Over the last two decades, there was a significant increase in the number of countries, which started to pursue an Inflation Targeting monetary policy framework. Since the collapse of the Soviet Union, each of fifteen newly created independent countries started to develop and run their own autonomous monetary policies. Having inherited not well-suited market monetary institutions, the collapse of the system led to the most severe economic downturn in those new states. Kazakhstan has announced about implementation of Inflation Targeting policy in August 2015. At the same time, number of researches show that Inflation Targeting might not work well for developing countries as it is for developed ones due to certain fundamental differences and preconditions that must be met before implementation phase. Thus, discussing the case of Kazakhstan as a classical emerging market economy example, examining its ability to respond on various external shocks and identifying main transmission channels would importantly contribute to the knowledge in this area.

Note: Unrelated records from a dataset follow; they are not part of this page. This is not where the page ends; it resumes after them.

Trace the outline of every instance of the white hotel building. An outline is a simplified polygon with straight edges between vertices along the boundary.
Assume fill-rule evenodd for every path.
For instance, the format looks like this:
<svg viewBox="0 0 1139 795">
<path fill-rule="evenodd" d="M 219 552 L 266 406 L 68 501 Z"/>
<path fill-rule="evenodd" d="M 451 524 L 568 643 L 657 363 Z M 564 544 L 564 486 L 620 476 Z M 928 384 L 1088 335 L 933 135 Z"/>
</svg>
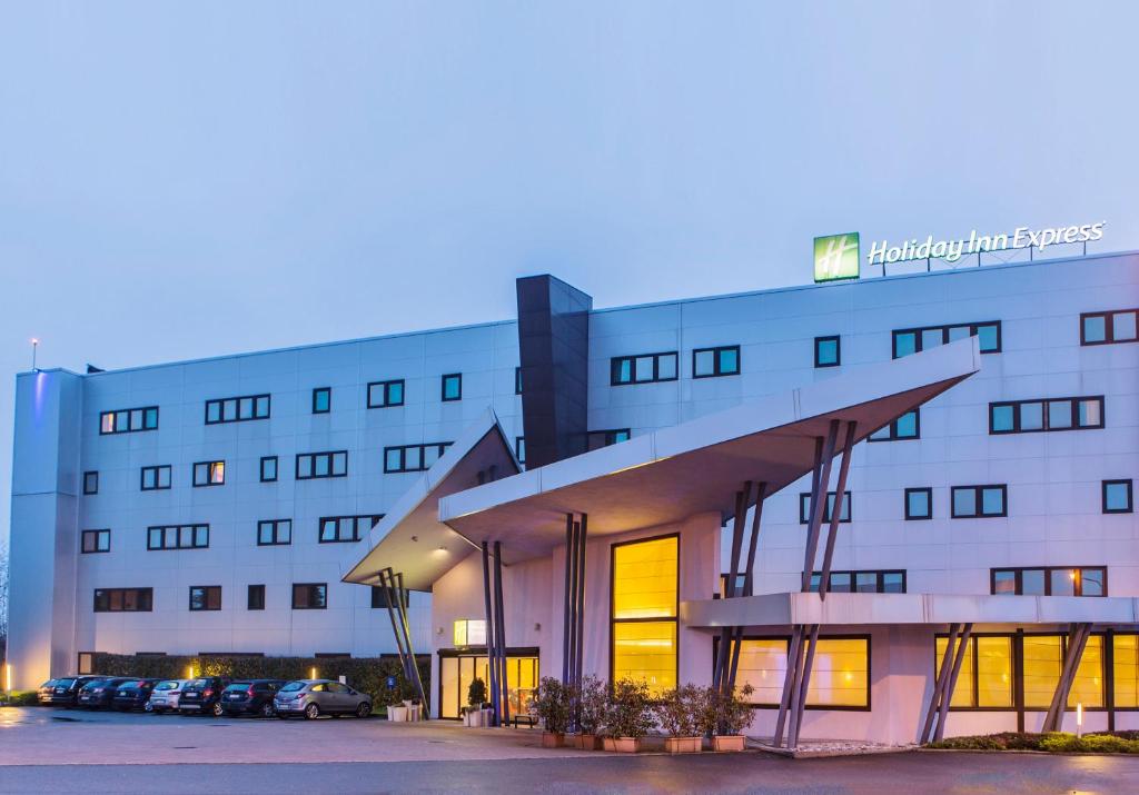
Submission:
<svg viewBox="0 0 1139 795">
<path fill-rule="evenodd" d="M 1139 728 L 1139 254 L 605 310 L 532 277 L 518 306 L 21 374 L 15 686 L 89 653 L 394 653 L 368 587 L 391 567 L 439 716 L 486 675 L 499 616 L 514 710 L 538 675 L 596 673 L 751 682 L 757 736 L 1072 728 L 1064 695 L 1089 730 Z M 812 473 L 845 476 L 841 516 L 812 509 Z"/>
</svg>

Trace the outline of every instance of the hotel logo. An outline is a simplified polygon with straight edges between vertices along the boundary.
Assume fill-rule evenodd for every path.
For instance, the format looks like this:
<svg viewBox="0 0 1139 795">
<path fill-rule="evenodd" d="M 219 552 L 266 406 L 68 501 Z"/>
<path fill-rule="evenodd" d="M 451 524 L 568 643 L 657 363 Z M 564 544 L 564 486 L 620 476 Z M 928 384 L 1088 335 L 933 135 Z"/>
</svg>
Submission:
<svg viewBox="0 0 1139 795">
<path fill-rule="evenodd" d="M 858 232 L 814 238 L 814 281 L 857 279 L 859 276 Z"/>
</svg>

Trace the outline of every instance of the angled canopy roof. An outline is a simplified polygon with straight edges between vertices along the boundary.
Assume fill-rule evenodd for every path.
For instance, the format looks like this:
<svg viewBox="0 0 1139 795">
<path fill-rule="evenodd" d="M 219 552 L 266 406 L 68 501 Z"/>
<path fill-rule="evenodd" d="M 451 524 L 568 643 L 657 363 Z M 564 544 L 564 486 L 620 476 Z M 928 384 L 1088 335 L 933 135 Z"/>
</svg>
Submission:
<svg viewBox="0 0 1139 795">
<path fill-rule="evenodd" d="M 472 551 L 469 541 L 439 522 L 439 500 L 477 485 L 480 475 L 506 477 L 522 470 L 498 417 L 490 408 L 416 481 L 368 534 L 362 559 L 353 548 L 344 582 L 375 584 L 377 573 L 391 566 L 403 573 L 403 584 L 418 591 Z"/>
<path fill-rule="evenodd" d="M 567 513 L 606 535 L 727 513 L 746 480 L 773 493 L 811 472 L 831 419 L 861 441 L 981 369 L 975 338 L 869 364 L 790 392 L 662 428 L 440 500 L 439 519 L 477 544 L 502 542 L 506 564 L 565 541 Z"/>
</svg>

Identification assumptions for contemporaneous inflation behavior generates practical monetary policy shocks, which also take into account various features of the small open economy. The orthogonal policy shocks generated with the help of our SVAR model suggested us various monetary transitory effects on output and the price level. Accordingly, based on the interpretation of impulse response functions, positive interest rate shock has certain disinflationary impact, opposing existing opinion on weakness of interest rate manipulation to keep inflation within the given band. At the same time, positive exchange rate shock leads to more sensitive increase in inflation rates. In addition, inflation inertia does explain a substantial increase in future inflation rates. This is in compliance with traditional EMEs literature on monetary policy transmission channels mechanisms.